Em 2022, os fluxos financeiros internacionais e públicos para a adaptação aos países em desenvolvimento foram de 28 milhões de dólares (excluindo despesas públicas internas e financiamento privado), mais 6 mil milhões do que no ano anterior e o valor mais elevado desde o Acordo de Paris até à data. Esses fluxos são suficientes? Não, de acordo com estimativas do grupo de investigação do PNUA, são necessários um total entre 215 e 318 mil milhões de dólares por ano para responder eficazmente às necessidades de adaptação. Ou seja, um fluxo financeiro pelo menos 10 vezes superior ao atual. Este mesmo valor está presente no artigo 12.º da minuta de 11 de novembro de 2024 para a determinação dos novos objetivos de financiamento climático (New Collective Quantified Goal on Climate Finance – NQCG).

Ao apresentar estes dados, Henry Neufeldt – um dos coordenadores do relatório – afirmou que é necessário “aumentar os pratos da ementa” referindo-se à necessidade de aumentar os instrumentos financeiros e os atores que contribuem para o financiamento da adaptação. Atualmente, apenas um terço do financiamento (8 – 9 mil milhões de dólares) provém do setor privado, o fortalecimento desta fonte é certamente um fator que facilitaria a realização das ações de adaptação necessárias.
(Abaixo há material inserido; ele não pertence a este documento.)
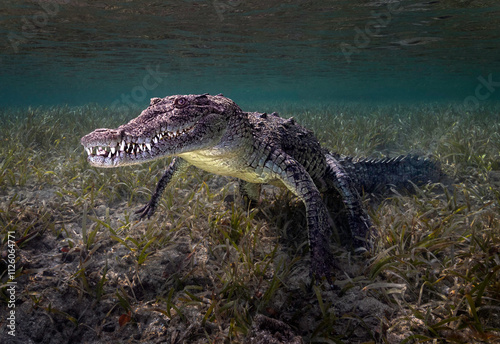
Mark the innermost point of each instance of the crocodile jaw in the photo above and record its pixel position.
(163, 129)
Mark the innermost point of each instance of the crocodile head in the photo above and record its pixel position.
(169, 126)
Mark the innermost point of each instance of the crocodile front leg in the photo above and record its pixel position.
(295, 177)
(177, 167)
(250, 192)
(359, 222)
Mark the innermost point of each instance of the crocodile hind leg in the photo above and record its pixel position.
(359, 222)
(176, 168)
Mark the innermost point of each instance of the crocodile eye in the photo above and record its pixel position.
(180, 102)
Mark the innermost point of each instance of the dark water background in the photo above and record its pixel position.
(125, 52)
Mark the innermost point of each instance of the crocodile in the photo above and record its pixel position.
(215, 135)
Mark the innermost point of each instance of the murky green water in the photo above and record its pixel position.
(125, 52)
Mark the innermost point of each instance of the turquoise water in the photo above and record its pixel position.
(125, 52)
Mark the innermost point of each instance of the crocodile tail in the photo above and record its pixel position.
(401, 172)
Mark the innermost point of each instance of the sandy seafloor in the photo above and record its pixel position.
(204, 269)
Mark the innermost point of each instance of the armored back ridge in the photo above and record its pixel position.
(214, 134)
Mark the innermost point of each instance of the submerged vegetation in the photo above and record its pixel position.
(205, 269)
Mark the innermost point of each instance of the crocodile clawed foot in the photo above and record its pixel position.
(145, 212)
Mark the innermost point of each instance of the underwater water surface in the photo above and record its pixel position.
(125, 52)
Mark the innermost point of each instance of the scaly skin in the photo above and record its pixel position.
(214, 134)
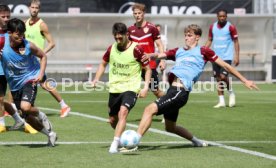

Da mesma forma, encontrar novas formas de financiamento além da dívida é descrita como um fator de sucesso para a adaptação. Estima-se que dois terços dos fundos deverão provir do setor público, mas o restante pode ser coberto pelo setor privado. “É importante lembrar que o financiamento por si só não é suficiente”, afirma Georgina Kamo, especialista em desenvolvimento internacional num centro de investigação. “O apoio político é fundamental.”